Il avait appris, avec le temps, à déchiffrer les discours de Soobin. À repérer les informations importantes camouflées par une couche de bêtise et de spectacle non négligeable. Soobin se confiait facilement à lui, mais il avait toujours eu cette habitude de constamment tourner autour du pot, d'avouer les choses d'une façon détournée, d'en faire des caisses. Comme s'il cherchait à faire penser que tout ce qu'il disait n'était qu'à prendre à la légère et que cela ne le touchait pas réellement. Heureusement qu'après environ quatorze ans d'amitié, il savait déceler tous les messages – plus ou moins subtils – que cette perche têtue qui lui servait d'ami essayait de lui envoyer.

Suite à sa remarque, le châtain s'arrêta de manger pour le regarder dans les yeux. Tout en mâchant sa bouchée de riz, il répondit à son regard par un sourire, continuant de le fixer dans le blanc des yeux. Il compta. Un, deux, trois...

— Mouais, avoua enfin le plus grand en baissant les yeux vers son plat et Beomgyu eut un soupir de contentement. On peut dire ça comme ça.

— Et bien c'est très gentil de sa part, il vit Soobin le fusiller du regard. J'veux dire, pour le monsieur me myself and Regard que tu m'avais décrit, c'est franchement cool, non ? fit-il en ne pouvant réprimer un rictus sur le coin de ses lèvres à l'énonciation de l'expression qu'ils avaient inventée.

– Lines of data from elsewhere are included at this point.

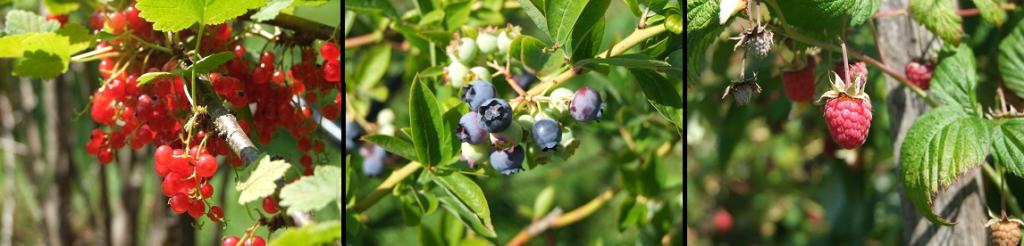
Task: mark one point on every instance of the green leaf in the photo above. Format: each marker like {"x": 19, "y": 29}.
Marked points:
{"x": 1008, "y": 145}
{"x": 536, "y": 58}
{"x": 631, "y": 60}
{"x": 826, "y": 14}
{"x": 374, "y": 66}
{"x": 271, "y": 9}
{"x": 394, "y": 146}
{"x": 940, "y": 17}
{"x": 582, "y": 33}
{"x": 954, "y": 80}
{"x": 60, "y": 6}
{"x": 663, "y": 95}
{"x": 261, "y": 181}
{"x": 456, "y": 15}
{"x": 210, "y": 63}
{"x": 466, "y": 200}
{"x": 176, "y": 15}
{"x": 375, "y": 7}
{"x": 148, "y": 77}
{"x": 535, "y": 9}
{"x": 313, "y": 234}
{"x": 1011, "y": 59}
{"x": 20, "y": 22}
{"x": 425, "y": 117}
{"x": 701, "y": 13}
{"x": 940, "y": 146}
{"x": 990, "y": 11}
{"x": 78, "y": 36}
{"x": 312, "y": 193}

Cela fit également son petit effet sur le plus vieux qui eut grand mal à cacher son amusement derrière une mine faussement contrariée.

— Ouais, on peut dire ça. Mais y'a un truc qui cloche...

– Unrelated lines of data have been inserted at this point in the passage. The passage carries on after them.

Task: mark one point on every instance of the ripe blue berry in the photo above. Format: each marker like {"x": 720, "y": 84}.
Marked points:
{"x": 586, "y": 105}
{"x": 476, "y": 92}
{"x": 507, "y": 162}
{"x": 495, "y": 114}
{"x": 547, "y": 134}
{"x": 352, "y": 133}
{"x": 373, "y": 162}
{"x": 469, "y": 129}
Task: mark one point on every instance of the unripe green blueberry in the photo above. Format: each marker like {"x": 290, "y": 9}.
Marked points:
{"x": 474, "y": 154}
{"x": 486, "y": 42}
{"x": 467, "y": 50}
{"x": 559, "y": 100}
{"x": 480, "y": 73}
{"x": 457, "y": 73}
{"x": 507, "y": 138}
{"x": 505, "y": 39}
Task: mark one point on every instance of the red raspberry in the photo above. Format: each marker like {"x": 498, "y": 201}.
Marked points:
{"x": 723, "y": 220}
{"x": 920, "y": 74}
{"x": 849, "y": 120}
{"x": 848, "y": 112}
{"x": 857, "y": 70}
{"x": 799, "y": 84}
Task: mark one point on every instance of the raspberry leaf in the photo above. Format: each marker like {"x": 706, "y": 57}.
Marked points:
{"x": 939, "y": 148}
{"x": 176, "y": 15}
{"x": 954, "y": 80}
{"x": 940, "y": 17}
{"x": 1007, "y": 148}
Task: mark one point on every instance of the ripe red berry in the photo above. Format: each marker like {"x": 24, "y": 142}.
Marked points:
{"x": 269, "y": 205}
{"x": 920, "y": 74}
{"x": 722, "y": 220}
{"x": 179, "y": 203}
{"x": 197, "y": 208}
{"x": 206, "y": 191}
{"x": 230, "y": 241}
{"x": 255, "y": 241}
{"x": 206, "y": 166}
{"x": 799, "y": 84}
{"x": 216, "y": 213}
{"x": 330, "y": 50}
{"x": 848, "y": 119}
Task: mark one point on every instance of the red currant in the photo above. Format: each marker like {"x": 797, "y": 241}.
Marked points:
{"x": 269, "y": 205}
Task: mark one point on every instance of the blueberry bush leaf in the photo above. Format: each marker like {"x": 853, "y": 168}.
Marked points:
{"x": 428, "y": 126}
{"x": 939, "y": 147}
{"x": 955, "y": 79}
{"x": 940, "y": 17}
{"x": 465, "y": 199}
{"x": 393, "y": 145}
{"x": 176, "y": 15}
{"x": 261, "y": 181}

Il but une gorgée de son soda avant de confortablement s'installer sur le banc du fast-food dans lequel ils mangeaient, prêt à écouter son meilleur ami comme il l'avait toujours fait.

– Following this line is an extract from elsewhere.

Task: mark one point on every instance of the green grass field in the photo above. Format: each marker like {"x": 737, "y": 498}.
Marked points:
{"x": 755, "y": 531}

Il lui arrivait souvent de revoir des bribes de leurs jeunes années, lorsque les deux adolescents qu'ils étaient se retrouvaient dans un parc pour enfant abandonné dans le coin le plus reculé de leur quartier. Il avait toujours été là pour écouter Soobin, pour lui proposer une épaule sur laquelle pleurer ou rire aux larmes, des étreintes réconfortantes et, lorsqu'il le pouvait, des conseils avisés. Soobin l'écoutait lui aussi, mais ce n'était pas pareil. Ils le savaient tous les deux très bien et ils avaient appris à vivre avec.

— Développe.

— J'ai l'impression que... qu'il veut que je lui fasse confiance. Je veux dire, avec toute cette histoire de le laisser faire sans m'en mêler, de ne pas chercher à m'assurer qu'il ait gardé le secret, ça sonnait vraiment comme s'il voulait que je croie en lui.

— Et alors ?

Soobin l'affubla de ses grands yeux ronds, ceux qu'il lui sortait chaque fois qu'il lui disait une aberration. Enfin, ce qui était une aberration à ses oreilles.